STANDARTLARI YÜKSELTTİK: Adalet hizmetlerinin hızlı ve etkin bir şekilde yürütülmesi için bugüne kadar omuz omuza mücadele verdik. Milletimizin gözünde adliye kapısını adaletin kapısı haline getirmek için hep beraber çaba harcadık, ter döktük. Hayata geçirdiğimiz her değişiklikle ülkemizin demokrasi ve hukuk devleti standartlarını daha da yükselttik. Göreve geldiğimizde ülkemizi 4 ana sütun üzerinde inşa edeceğimizi vaat etmiştik. Bunların da eğitim, sağlık, adalet, emniyet olduğunu söylemiştik. Aradan geçen 21 yılda ülkemizin içinde bulunduğu şartlar ve karşılaştığı sıkıntılar ne olursa olsun bu sözümüze sadakatle bağlı kaldık.
MAHKEME SAYISI YÜZDE 95 ARTTI: Yüksek yargı organlarımızı; mimarisi, teknolojik donanımları, imkânları ve diğer müştemilatıyla göz dolduran hizmet binalarına kavuşturduk. Mahkeme sayılarımızı adli yargıda yüzde 95, idari yargıda yüzde 45 oranında artırdık. İstinaf mahkemelerinin faaliyete geçmesi ile birlikte Yargıtay Hukuk ve Ceza dairelerinin iş yükü yaklaşık yüzde 68 oranında azalmıştır. Vatandaşlarımıza Anayasa Mahkemesi'ne bireysel başvuru yapabilme imkânı getirdik.
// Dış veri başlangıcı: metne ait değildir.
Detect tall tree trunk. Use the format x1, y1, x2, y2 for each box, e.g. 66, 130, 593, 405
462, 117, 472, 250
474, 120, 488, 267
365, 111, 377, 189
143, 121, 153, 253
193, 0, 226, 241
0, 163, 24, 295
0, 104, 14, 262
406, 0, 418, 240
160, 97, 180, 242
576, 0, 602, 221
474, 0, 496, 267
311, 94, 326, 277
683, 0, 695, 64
Yıllardır demokratikleşme adına dillendirilen ama bir türlü yapılamayan askeri yargıyı kaldırarak askeri suçların sivil mahkemelerde görülmesini yine biz sağladık. Hafta sonu nöbetçi noterlik uygulamasını başlatarak vatandaşlara 7 gün hizmet verilmesini sağladık. Yargıda hedef süre uygulamasıyla öngörülebilirliği artırdık, yargılamaların uzamasına sebebiyet veren durumları asgariye indirdik.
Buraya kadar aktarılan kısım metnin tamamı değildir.